Chalmers Conferences, 9th European Conference on Mathematical and Theoretical Biology

Emergence of diversity-stability-productivity relationships in a generic multi-species resource competition framework
Stephen Catterall, Glenn Marion

Last modified: 2014-03-28

Abstract


The relationships between diversity, stability and productivity have been the subject of intense debate in the ecological literature for at least the last half century. The contemporary focus on biodiversity and ecosystem functioning has emphasised the role of diversity in controlling the productivity and stability of communities e.g. species assembly experiments and related theoretical studies have shown a positive correlation between diversity and both productivity and stability. On the other hand earlier work emphasised the impact of factors such as productivity and disturbance on diversity. For example, the hump-backed model asserts that diversity is highest at intermediate levels of productivity whilst the intermediate disturbance hypothesis (IDH) holds that local diversity is promoted by low levels of disturbance but reduced at high levels. More recently there has been (renewed) recognition that all three factors are interdependent and are determined by the local co-evolution of species assemblages in different settings.

 

Here we present a generic model of resource competition and co-adaptation between species in a local community in which species compete for a single resource and a fluctuating environmental variable determines the relative competitive ranking of species. Coexistence of species is therefore possible via temporal resource partitioning, but in the model this is mediated by the competing effects of stochastic extinction and the immigration of novel phenotypes from a regional species pool. The model is simulated in environments with varying levels of autocorrelation/variability, but with the resource supply rate held constant.

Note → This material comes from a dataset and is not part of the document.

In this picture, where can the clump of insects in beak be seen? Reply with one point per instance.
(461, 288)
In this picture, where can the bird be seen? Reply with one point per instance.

Aggregating these simulations builds a picture of diversity-stability-productivity relationships that might be observed in a region with a given level of resource supply, but local variation in the properties of the environmental variable. These relationships broadly agree with the IDH and hump-backed models. In contrast when we vary resource levels (indicative of regional/large-scale gradients) we typically find increasing diversity-stability, diversity-productivity relationships. Finally, by turning off the immigration component, the model is used to study species assembly scenarios with results confirming the positive impact of diversity on stability and productivity.

 

Our results suggest that many of the documented relationships between diversity, productivity and stability can be viewed as different facets of a fundamental competition for resources.